I manage a really old BIG-IP environment. Most of the configuration were not made by myself so I'll try to give you a brief overview what I have here. There is a BIG-IP cluster, some partitions configured, some route domains configured. In common partition I have to specifiy IP addresses in ASM address exceptions with %1 to get matches for example.
Here is my challenge:
I have a VS VirtualServer-443 that is offloading SSL traffic for several SNIs. ThisVS VirtualServer-443 works fine. We want to implement WAF features but we have no testing capabilities. The idea is to deploy another VS (TargetVirtualServer) beside the prod VS VirtualServer-443. Traffic from specific friendly users should be intercepted by an iRule bound to the VirtualServer-443 and forwarded to the new TargetVirtualServer. The TargetVirtualServer holds the same configuration like VirtualServer-443:
Same client SSL profiles (including default for SNI)
Same serverssl profile
AutoMap
Same Destination pool
Same HTTP profile
Same Request Adapt profile (for ICAP)
Imagine the TargetVirtualServer as a clone of the VirtualServer-443.
I have a super simple iRule that should solve my problem attached to VirtualServer-443.
# Check the HTTP request and set client IP in variable
when HTTP_REQUEST {
set source_ip [IP::client_addr]
# Check if the source IP is one of the allowed IPs
if { $source_ip eq "x.x.x.x%1" || $source_ip eq "y.y.y.y%1" } {
log local0. "client: $source_ip"
virtual TargetVirtualServer
log local0. "[virtual]"
}
}
Unfortunately it doesn't work at all. Here is the log output
I even attached a traffic policy to VirtualServer-443 to solve this but it did not work out (removed the iRule before). I have other BIG-IPs where I use the good old VIP-targeting-VIP concept in conjunction with traffic policies and it works out like a charm. But there is only the default route domain configured.
I have no clue why the BIG-IP tries to forward the traffic to the same VS (VirtualServer-443) instead to TargetVirtualServer. I suspect the route domains for my trouble but I am not sure about that. Any ideas?
@seamlessfirework The syntax in the iRule seems to be correct, supported on this code version, and I don't see any bugs relating to this specific action. You might consider running the following tcpdump and opening it up in wireshark to see what the F5 is doing with it.

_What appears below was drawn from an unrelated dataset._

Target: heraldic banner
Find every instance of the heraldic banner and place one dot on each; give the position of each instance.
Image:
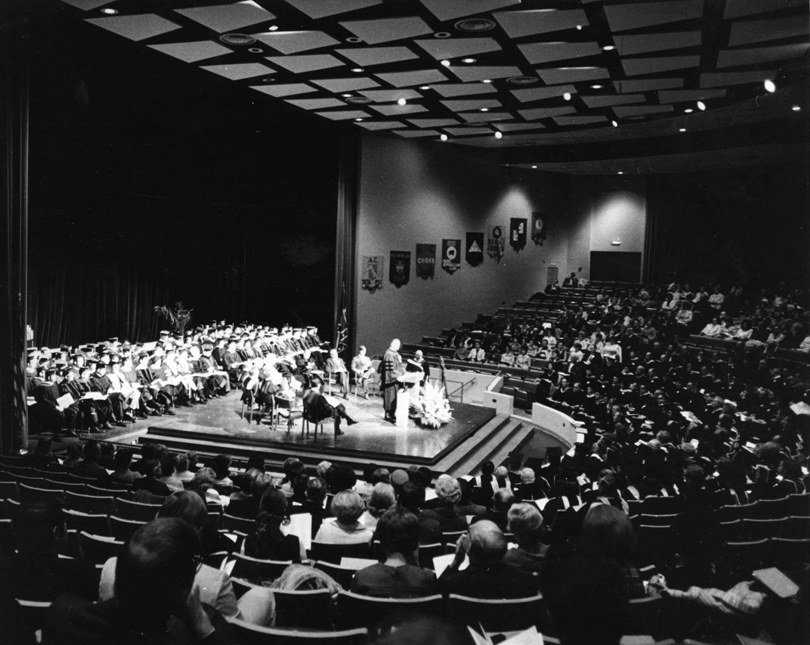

This should show you exactly where the traffic is going if you look at the F5 field that will be added into the capture. It might be worth uploading a QKVIEW to iHealth and see if it can find anything as well.
@Paulius Thanks for your quick hint. An upload to iHealth is not possible. Sorry. But I did a capture and found something strange to me. The BIG-IP sends a TCP reset because of an iRule execution error. Have a look at the F5 trailer
@seamlessfirework At this point I think that would be best because that's definitely odd behavior. The nice part here is you probably already have the captures they want but you will most likely have to provide them a QKVIEW as well. Another note is to make sure you are on the newest recommended code version because that will be one of the first things they have you do if the issue is not easily found.
So i think http profile inspect layer 7, when traffic hit on this profile and inspect http header, maybe we cannot forward traffic to another virtual server
Got some news for you. I had conversation with the support. What I didn't know was that
log local0. "[virtual]"
only displays the current Virtual Server not the one the traffic is forwarded to. So my logging was not clear enough and I went down the wrong track the whole time. They gave me the hint to configure an iRule just for logging purposes on the backside VS. When I tried a request in my production environment no packets hit the backside VS, no logging visible, too.
I tried this setup on another BIG-IP cluster with no route domains and it worked out like a charm. I think my problem are the whole bunch of route domains configured on my legacy BIG-IPs. I asked the support whether there are options in iRules to say that the new VS is located in route domain xyz. When I have some news I'll write them down right here.